Ad Atticum 13.33
Ad Atticum 13.33
Headnote
Cicero to Atticus, written at the Tusculan villa on 3 June 45 BC — Perseus dateline Scr. in Tusculano iii Non. Iun. a. 709 (45). Three short sections of pure business chatter from the Tusculan daily-letter run: an outburst of irritation at Balbus and Faberius for having had to be told repeatedly that the property declaration was filed; an inventory of pending transactions — a Vergilius purchase, a debt with Cispius and Plancus, the haggling with Otho over the Scapulan gardens, a valuation of an estate; and, hanging on to the end, a request for Atticus to look up the consulship of Cnaeus Cornelius and Lucius Mummius (146 BC) in the senatorial decrees, with a prosopographical question about whether Hortensius’s Tuditanus was a quaestor, a military tribune, or simply on the staff in the Achaean war.
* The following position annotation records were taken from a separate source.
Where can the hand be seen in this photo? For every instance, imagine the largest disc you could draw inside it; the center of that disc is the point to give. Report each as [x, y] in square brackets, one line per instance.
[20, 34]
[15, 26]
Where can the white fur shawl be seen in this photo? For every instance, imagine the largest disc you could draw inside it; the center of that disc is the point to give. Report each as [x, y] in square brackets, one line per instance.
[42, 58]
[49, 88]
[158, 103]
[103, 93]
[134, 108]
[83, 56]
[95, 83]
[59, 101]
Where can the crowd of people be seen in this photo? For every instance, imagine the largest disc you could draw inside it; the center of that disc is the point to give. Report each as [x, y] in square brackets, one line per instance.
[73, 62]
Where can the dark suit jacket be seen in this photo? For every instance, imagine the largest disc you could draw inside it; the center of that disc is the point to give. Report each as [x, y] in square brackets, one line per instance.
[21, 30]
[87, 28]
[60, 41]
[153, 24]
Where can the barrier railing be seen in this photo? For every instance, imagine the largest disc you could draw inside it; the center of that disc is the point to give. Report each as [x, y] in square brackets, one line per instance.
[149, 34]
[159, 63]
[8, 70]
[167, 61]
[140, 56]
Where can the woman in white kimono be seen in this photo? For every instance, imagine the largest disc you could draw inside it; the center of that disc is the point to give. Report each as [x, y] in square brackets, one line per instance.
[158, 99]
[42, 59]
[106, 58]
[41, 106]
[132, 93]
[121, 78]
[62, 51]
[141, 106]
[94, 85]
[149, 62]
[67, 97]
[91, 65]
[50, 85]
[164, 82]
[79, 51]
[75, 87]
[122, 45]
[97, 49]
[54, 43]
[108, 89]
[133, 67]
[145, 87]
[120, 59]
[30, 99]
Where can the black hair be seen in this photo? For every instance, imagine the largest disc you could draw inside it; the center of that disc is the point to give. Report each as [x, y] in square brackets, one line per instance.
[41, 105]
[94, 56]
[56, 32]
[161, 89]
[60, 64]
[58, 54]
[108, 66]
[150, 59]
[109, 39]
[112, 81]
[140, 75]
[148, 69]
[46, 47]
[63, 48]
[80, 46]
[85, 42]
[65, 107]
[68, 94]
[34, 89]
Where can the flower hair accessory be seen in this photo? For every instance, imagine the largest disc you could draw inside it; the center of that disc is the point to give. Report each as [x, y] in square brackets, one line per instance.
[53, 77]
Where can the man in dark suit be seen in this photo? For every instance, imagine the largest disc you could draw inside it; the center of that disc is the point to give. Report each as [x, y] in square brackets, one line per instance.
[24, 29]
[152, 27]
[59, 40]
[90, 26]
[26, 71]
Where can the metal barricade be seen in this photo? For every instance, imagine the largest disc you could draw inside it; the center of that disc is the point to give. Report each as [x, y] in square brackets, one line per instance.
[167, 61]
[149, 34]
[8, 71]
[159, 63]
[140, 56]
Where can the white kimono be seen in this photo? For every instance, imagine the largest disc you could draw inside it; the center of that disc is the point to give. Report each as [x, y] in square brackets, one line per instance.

Three Greek phrases punctuate the letter, all colloquial. dys\=opia — “embarrassment” or “awkwardness” — captures Cicero’s relief at having no scruple about buying a property out from under Vergilius, since he owes the man nothing. katabase\=os — “of the descent” — is the title of one of Dicaearchus’s works (the Descent into Trophonius’s cave), here as a book Cicero is still waiting to receive. eulogon, “plausible,” is the everyday Stoic-philosophical adverb that Cicero reaches for when adjudicating a historical guess. The Latin carries several cruxes preserved as daggers — H in Capitolio, the half-recoverable note on Balbus’s business; exspecto, where the verb governing katabase\=os is uncertain; and two near the close of section 3 where the text breaks down on the question of Antiochus’s position in the army at Corinth.